Recent studies have shown that the virus is strong enough to travel for more than 2 meters and can spread through aerosols. Hence, every country is stressing upon proper ventilation and air security.

American Society of Heating, Refrigerating and Air-Conditioning Engineers (ASHRAE) has even created Standard 62.2, which sets ventilation requirements for removing indoor air contamination from homes. But is proper ventilation really an answer to improving indoor air security and eliminating the Covid-19 virus?

Generally, we discuss two types of ventilation when we talk about Indoor air security.

  • Natural Ventilation – It is the most common kind of ventilation known to us and is performed by opening and closing the windows and clearance provided by the entrance and exit.
  • Mechanical Ventilation – It is a system installed with an air inlet and air outlet. It takes in outside air using an exhaust and simultaneously discharges it.

People choose any of the above according to their needs and budget. But when we sincerely think about this whole ventilation situation, we often fixate on the methods but always ignore the quality of the air we intake.

Let’s discuss it one by one.

Natural Ventilation

It sounds good for countries like Australia and Finland where the average AQI is around 25 but you certainly cannot expect better Indoor air quality by opening windows and doors in cities like Delhi, Dhaka, Beijing and New York where the average AQI ranges from anywhere between 150 to 400. 100 being the cleanest, which is still indicated as unhealthy. And during winters in some cities, forget natural ventilation, don’t even try to look out of your window. AQI hits 500.

Other than this, natural ventilation can cause heat loss in winters and condensation in summer. Natural ventilation does not control the amount of air that passes through the building. This can be explained by the temperature differences between indoors and outdoors and the movements of the wind and the atmospheric pressure.

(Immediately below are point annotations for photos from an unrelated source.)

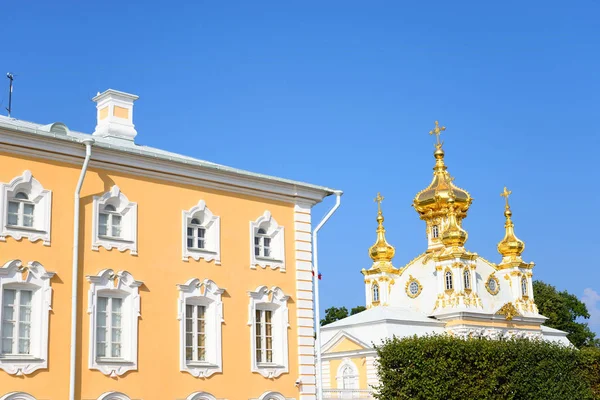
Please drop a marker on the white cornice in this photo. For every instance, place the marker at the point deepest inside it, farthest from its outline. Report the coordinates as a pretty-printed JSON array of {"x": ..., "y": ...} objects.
[{"x": 142, "y": 162}]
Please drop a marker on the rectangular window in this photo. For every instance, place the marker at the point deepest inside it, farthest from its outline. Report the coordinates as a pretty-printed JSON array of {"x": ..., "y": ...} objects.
[
  {"x": 16, "y": 321},
  {"x": 264, "y": 336},
  {"x": 109, "y": 327},
  {"x": 195, "y": 333}
]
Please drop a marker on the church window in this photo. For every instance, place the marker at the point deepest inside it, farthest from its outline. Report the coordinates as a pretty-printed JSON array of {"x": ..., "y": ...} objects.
[
  {"x": 448, "y": 278},
  {"x": 375, "y": 293},
  {"x": 268, "y": 322},
  {"x": 467, "y": 279},
  {"x": 200, "y": 315},
  {"x": 26, "y": 207},
  {"x": 267, "y": 243},
  {"x": 524, "y": 287},
  {"x": 201, "y": 234}
]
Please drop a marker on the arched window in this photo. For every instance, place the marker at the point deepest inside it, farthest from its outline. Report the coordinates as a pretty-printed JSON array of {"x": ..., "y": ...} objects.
[
  {"x": 467, "y": 279},
  {"x": 448, "y": 277},
  {"x": 375, "y": 292}
]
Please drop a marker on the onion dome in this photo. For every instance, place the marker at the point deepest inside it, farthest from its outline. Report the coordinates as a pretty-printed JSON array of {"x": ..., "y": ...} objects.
[
  {"x": 381, "y": 250},
  {"x": 510, "y": 246},
  {"x": 454, "y": 235},
  {"x": 433, "y": 200}
]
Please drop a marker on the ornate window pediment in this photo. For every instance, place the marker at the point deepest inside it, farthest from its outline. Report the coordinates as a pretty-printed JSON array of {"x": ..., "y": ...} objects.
[
  {"x": 201, "y": 236},
  {"x": 268, "y": 321},
  {"x": 25, "y": 304},
  {"x": 200, "y": 315},
  {"x": 114, "y": 309},
  {"x": 268, "y": 244},
  {"x": 26, "y": 209},
  {"x": 114, "y": 222}
]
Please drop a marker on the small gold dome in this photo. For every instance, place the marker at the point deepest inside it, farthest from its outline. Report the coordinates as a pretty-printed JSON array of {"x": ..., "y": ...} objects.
[
  {"x": 435, "y": 197},
  {"x": 454, "y": 235},
  {"x": 381, "y": 250},
  {"x": 511, "y": 245}
]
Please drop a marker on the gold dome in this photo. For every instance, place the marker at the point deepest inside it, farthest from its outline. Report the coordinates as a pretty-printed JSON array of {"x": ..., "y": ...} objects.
[
  {"x": 381, "y": 250},
  {"x": 433, "y": 200},
  {"x": 511, "y": 245},
  {"x": 454, "y": 235}
]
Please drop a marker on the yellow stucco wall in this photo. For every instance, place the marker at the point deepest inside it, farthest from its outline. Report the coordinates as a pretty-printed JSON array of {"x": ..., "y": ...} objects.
[{"x": 159, "y": 265}]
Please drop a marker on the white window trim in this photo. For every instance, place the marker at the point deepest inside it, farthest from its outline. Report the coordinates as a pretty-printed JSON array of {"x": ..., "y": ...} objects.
[
  {"x": 122, "y": 285},
  {"x": 42, "y": 198},
  {"x": 128, "y": 212},
  {"x": 272, "y": 395},
  {"x": 346, "y": 362},
  {"x": 201, "y": 396},
  {"x": 212, "y": 225},
  {"x": 276, "y": 233},
  {"x": 17, "y": 396},
  {"x": 34, "y": 277},
  {"x": 275, "y": 300},
  {"x": 205, "y": 293},
  {"x": 113, "y": 396}
]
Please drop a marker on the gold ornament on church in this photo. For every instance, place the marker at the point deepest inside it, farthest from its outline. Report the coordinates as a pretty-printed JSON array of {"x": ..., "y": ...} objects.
[
  {"x": 432, "y": 201},
  {"x": 381, "y": 251},
  {"x": 510, "y": 246}
]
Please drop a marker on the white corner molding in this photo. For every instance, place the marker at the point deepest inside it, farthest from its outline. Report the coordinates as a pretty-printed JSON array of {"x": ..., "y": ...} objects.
[
  {"x": 202, "y": 293},
  {"x": 128, "y": 212},
  {"x": 212, "y": 226},
  {"x": 274, "y": 300},
  {"x": 40, "y": 198},
  {"x": 17, "y": 396},
  {"x": 272, "y": 396},
  {"x": 35, "y": 278},
  {"x": 121, "y": 285},
  {"x": 113, "y": 396},
  {"x": 277, "y": 246}
]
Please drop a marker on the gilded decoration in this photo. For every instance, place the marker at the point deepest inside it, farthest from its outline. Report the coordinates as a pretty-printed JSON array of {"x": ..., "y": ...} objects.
[
  {"x": 494, "y": 288},
  {"x": 417, "y": 289},
  {"x": 509, "y": 311}
]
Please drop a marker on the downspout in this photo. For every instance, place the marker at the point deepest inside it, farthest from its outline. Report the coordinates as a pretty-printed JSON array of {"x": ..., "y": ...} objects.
[
  {"x": 88, "y": 153},
  {"x": 338, "y": 195}
]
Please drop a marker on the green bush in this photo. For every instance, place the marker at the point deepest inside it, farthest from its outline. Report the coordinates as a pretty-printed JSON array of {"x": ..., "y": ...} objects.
[{"x": 445, "y": 368}]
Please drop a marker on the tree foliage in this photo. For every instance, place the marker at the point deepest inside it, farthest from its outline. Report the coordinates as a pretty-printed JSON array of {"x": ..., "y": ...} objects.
[
  {"x": 446, "y": 368},
  {"x": 562, "y": 310},
  {"x": 333, "y": 314}
]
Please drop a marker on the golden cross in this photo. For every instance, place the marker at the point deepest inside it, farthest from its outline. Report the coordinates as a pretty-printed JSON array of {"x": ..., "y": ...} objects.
[
  {"x": 505, "y": 194},
  {"x": 437, "y": 131},
  {"x": 378, "y": 200}
]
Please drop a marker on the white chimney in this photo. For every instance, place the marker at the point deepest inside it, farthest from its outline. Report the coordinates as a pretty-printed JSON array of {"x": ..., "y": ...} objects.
[{"x": 115, "y": 115}]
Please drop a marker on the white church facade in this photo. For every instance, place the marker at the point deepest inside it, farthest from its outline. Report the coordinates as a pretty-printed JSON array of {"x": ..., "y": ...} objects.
[{"x": 446, "y": 289}]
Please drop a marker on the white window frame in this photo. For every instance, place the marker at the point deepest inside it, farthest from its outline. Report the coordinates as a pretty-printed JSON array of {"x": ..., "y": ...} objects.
[
  {"x": 212, "y": 234},
  {"x": 277, "y": 245},
  {"x": 120, "y": 284},
  {"x": 17, "y": 396},
  {"x": 113, "y": 396},
  {"x": 347, "y": 363},
  {"x": 275, "y": 300},
  {"x": 128, "y": 212},
  {"x": 35, "y": 278},
  {"x": 38, "y": 196},
  {"x": 205, "y": 293}
]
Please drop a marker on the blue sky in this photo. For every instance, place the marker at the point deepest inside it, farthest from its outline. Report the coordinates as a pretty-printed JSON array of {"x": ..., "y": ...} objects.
[{"x": 343, "y": 93}]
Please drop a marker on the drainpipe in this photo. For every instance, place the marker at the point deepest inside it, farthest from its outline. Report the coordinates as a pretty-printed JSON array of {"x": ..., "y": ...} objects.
[
  {"x": 338, "y": 195},
  {"x": 88, "y": 153}
]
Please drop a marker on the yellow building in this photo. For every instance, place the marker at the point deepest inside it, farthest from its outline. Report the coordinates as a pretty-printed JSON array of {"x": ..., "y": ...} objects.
[{"x": 185, "y": 279}]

A recent study called Impact of outdoor air quality on the natural ventilation usage of commercial buildings in the US was conducted. It aims to provide a general guideline of outdoor air quality on natural ventilation usage when adopting natural ventilation in different US locations.

The results of the study confirmed that the outdoor air pollutants, especially PM2.5 and PM 10, are a significant factor to consider in the natural ventilation design to shield the occupant of the buildings from excessive air pollutant exposure. Thus, explaining that it is not only the dust particles or smoke you need to worry about but also the dangers of air pollutants invisible to the naked eye.

Mechanical Ventilation

We will not have to dive deeper into the harmful effects Mechanical Ventilation can have on people because in the majority of the developing nations most people are not wealthy enough to afford it. And let’s say that even if people are willing to pay for mechanical ventilation, existing houses and buildings are built in a certain way that is surely not mechanical ventilation friendly.

The easiest to install and most popular mechanical ventilation is exhaust ventilation which has its fair share of concerns. Along with fresh air, they may draw in pollutants. These can include radon and moulds from a crawlspace, dust from an attic, fumes from an attached garage and gases from a fireplace. These pollutants are a particular concern when bath fans, range fans and clothes dryers (which also depressurize the home while they operate) are run when an exhaust ventilation system is also operating. For more details, you may read here.

Because of the airtight nature of many houses, mechanical ventilation can also depressurize your home. This can cause issues with appliances that vent naturally, such as a furnace and water heater. Rather than expelling the harmful gases outdoors, that are released when the water heater and furnace operate, the gases may linger indoors. This can cause serious breathing problems.

Though the developed nations are talking about air war and air ventilation and how this can help in defeating the pandemic, it is less about saving people from the virus and more about exposing them to hazardous pollutants and risking their lives.

Maybe in the future, we can have a discussion on this. But for now, the world isn’t ready.